Windows NTFS does use B-trees for directories. Small directories (up to
something like 4K of total data) are stored entirely in the directory's
MFT entry as essentially a vector. Large directories (anything where the
directory entries won't fit entirely in the MFT) are stored as B-trees.

Most Unix file systems use hashing instead. E.g. ext2 and ext3 are quite
common on Linux. There's a pretty decent description of their hashing
at: http://www.nongnu.org/ext2-doc/ext2....EXED-DIRECTORY

Interestingly, though this uses hashing, it's not "flat" hashing -- the
hash is used as the key in (you've probably guessed by now) a balanced
tree -- pretty much a B-tree.

Though the decision as to when to use this indexing is made a bit
differently than it is in NTFS, the same basic idea applies: only large
directories are indexed in this fashion.

There are certainly a few primitive file systems (e.g. FAT) that don't
support indexing directories at all, but at this point, I'd consider
them more the exception than the rule. Oddly, one of the primary uses of
FAT at this point is in things like cards in digital cameras -- which
typically organize your pictures as a single directory containing _lots_
of files (hundreds or thousands of files is quite common). IOW, one of
the most common uses of FAT also closely resembles its worst case.

[ ... ]

In a relational database, it probably depends on the types of
indexes, and the use which is made of them. I think modern
databases dynamically tune the organization according to the
actual accesses they see, which means that if sorted access
isn't useful, they won't use a B-Tree. (Sorted access is useful
not only when you request sorted output, but also when you have
index criteria like "where x a and x < b". On the other hand,
a hash table is generally better for "where x = a", and off
hand, I can't think of any "optimizing" structure for things
like "where x like '...%'"---I've also noticed that when I use
such requests, my access times go up significantly:-).)

If you didn't mind a huge index, you could create an index that pointed
to a particular record with the string starting from every possible
offset in a field. For example, given two records with keys of "abcd"
and "xyz", the index would look something like:

key record number
abcd 0
bcd 0
cd 0
d 0
xyz 1
yz 1
z 1

Given its (almost inevitably large) size, you'd probably want to
organize that index as a b-tree.

Then, matching a search with a leading wildcard would be essentially
similar to matching something without the leading wildcard. Given the
larger index size, you might easily have an extra level or two in the
tree, so access might be somewhat slower, but not the orders of
magnitude slower that we expect with current SQL servers.

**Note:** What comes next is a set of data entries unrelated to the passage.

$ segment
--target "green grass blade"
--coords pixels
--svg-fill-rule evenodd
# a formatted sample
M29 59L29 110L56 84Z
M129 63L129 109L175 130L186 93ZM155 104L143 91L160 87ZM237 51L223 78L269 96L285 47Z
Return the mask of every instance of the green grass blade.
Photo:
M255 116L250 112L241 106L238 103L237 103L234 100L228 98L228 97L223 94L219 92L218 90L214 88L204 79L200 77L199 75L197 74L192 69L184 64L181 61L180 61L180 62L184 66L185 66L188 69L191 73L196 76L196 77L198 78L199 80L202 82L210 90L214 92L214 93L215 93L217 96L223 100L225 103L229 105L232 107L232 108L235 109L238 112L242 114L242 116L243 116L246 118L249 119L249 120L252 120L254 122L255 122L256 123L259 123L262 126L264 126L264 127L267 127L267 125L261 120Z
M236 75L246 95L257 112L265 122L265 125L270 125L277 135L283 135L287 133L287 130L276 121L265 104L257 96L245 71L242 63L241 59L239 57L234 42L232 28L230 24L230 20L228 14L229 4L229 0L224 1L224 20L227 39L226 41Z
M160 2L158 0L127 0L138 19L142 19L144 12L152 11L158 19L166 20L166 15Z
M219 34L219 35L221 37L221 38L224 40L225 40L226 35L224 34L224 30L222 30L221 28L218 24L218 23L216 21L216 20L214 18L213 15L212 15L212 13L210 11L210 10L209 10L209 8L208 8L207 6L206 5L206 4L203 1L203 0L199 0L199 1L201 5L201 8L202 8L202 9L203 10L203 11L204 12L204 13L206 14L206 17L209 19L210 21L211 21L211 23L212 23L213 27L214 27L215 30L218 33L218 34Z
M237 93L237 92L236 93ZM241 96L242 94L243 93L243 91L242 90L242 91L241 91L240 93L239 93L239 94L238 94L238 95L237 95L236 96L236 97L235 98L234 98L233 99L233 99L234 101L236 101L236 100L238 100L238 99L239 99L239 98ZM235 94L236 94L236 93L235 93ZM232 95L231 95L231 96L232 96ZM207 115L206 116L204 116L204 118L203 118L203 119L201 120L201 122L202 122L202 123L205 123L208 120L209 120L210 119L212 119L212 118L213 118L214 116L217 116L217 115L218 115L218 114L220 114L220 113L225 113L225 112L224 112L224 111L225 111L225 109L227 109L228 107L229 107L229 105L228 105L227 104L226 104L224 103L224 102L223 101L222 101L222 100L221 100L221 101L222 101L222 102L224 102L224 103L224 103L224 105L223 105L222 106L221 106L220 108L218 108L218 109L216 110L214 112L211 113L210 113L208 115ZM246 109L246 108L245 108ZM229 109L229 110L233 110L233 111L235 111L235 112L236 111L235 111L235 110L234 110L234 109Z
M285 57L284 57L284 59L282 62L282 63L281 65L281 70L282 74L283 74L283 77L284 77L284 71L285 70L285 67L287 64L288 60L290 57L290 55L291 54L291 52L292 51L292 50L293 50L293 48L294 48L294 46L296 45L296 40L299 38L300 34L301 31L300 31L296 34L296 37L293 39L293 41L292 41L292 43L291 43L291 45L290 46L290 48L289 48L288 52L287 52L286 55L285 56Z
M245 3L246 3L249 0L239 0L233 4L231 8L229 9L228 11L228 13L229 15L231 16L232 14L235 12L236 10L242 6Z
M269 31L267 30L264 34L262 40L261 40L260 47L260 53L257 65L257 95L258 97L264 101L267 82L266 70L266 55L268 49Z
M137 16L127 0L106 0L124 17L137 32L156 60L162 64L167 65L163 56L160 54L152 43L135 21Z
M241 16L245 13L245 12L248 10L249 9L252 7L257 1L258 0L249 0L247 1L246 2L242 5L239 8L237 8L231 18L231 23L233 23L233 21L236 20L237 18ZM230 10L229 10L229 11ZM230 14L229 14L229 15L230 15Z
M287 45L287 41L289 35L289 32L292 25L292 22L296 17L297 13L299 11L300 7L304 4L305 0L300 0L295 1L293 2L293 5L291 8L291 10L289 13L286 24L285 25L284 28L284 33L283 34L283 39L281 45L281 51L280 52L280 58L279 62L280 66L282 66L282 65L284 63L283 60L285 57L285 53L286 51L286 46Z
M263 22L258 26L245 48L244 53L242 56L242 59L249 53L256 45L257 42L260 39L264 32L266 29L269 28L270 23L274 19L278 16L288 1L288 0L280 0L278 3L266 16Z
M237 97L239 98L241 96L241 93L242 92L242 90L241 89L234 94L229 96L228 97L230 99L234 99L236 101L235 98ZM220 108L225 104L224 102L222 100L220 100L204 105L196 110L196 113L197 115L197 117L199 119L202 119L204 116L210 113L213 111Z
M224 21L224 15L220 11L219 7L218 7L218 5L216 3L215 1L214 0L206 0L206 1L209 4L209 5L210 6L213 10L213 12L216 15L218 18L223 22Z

Of course, on its own, this design only optimizes access in the case of
a leading wildcard -- but IME, that's a very common scenario. OTOH, with
only a small amount of extra data, this index could also be used for
embedded wildcards: you'd also store the offset into the string for each
entry. In this case, searching for something like 'ab%f' would consist
of searching for 'ab' with an offset of 0 and 'f' with an offset >= 2.

[ ... ]

That used to be true, but I'm not sure now, with paging, etc.
If you need random access to sorted data, using a B-Tree with
each node filling an entire page (and page aligned) might be
worth it (but you'd need one awfully big table to see the
difference).

I wouldn't be surprised if it did pretty well -- like paging, the
performance of caching also tends to depend heavily upon locality of
reference -- and that's a factor B-trees were designed to maximize to a
large degree.

--
Later,
Jerry.

The universe is a figment of its own imagination.

Aug 3 '08 #5

Jerry Coffin

In article <044d17e0-e39a-4103-9aa6-
be**********@m36g2000hse.googlegroups.com>, ja*********@gmail.com
says...

[ ... ]

When you create the first file in a directory, you probably
want to allocate from a relatively large block of free space,
to support creating more files nearby as above, since it's
_fairly_ unusual to create a new directory that'll only ever
contain one file.

(You don't know the Unix culture. I've seen empty directories
created for locking purposes:-).)

That's not a problem at all -- an empty directory (or an empty file)
only involves creating a directory entry. In addition, you're only
really concerned when you have difficulty allocating free space on the
disk because it has all been fragmented -- so something created for
locking purposes isn't likely to last long enough to make any real
difference anyway.

More generally, those both sound like interesting heuristics.
But somehow, given the evolution of systems (if it ain't broke,
don't fix it, etc.), I doubt that there widespread in current
Unix or Windows. (Maybe Linux... where the philosophy seems at
times to be "if it ain't broke, it ain't complicated enough".)

:-)

[ I don't have time to write more now, but I'll probably post another
follow-up to your post when I can...]

--
Later,
Jerry.

The universe is a figment of its own imagination.

Aug 4 '08 #6

James Kanze

On Aug 4, 3:50 pm, Erik Wikström <Erik-wikst...@telia.comwrote:

On 2008-08-04 14:41, James Kanze wrote:
On Aug 3, 7:52 pm, Erik Wikström <Erik-wikst...@telia.comwrote:
On 2008-08-03 16:59, James Kanze wrote:
On Aug 3, 12:25 pm, Erik Wikström <Erik-wikst...@telia.comwrote:
On 2008-08-03 10:08, James Kanze wrote:

An example of how one might organise a filesystem would
be to keep four things on disk, a directory (containing
directories and files), a B-Tree of inodes (where an
inode contains the data about a file, includin
information about where the actual file data is stores),
file data, and a B-Tree with free space information.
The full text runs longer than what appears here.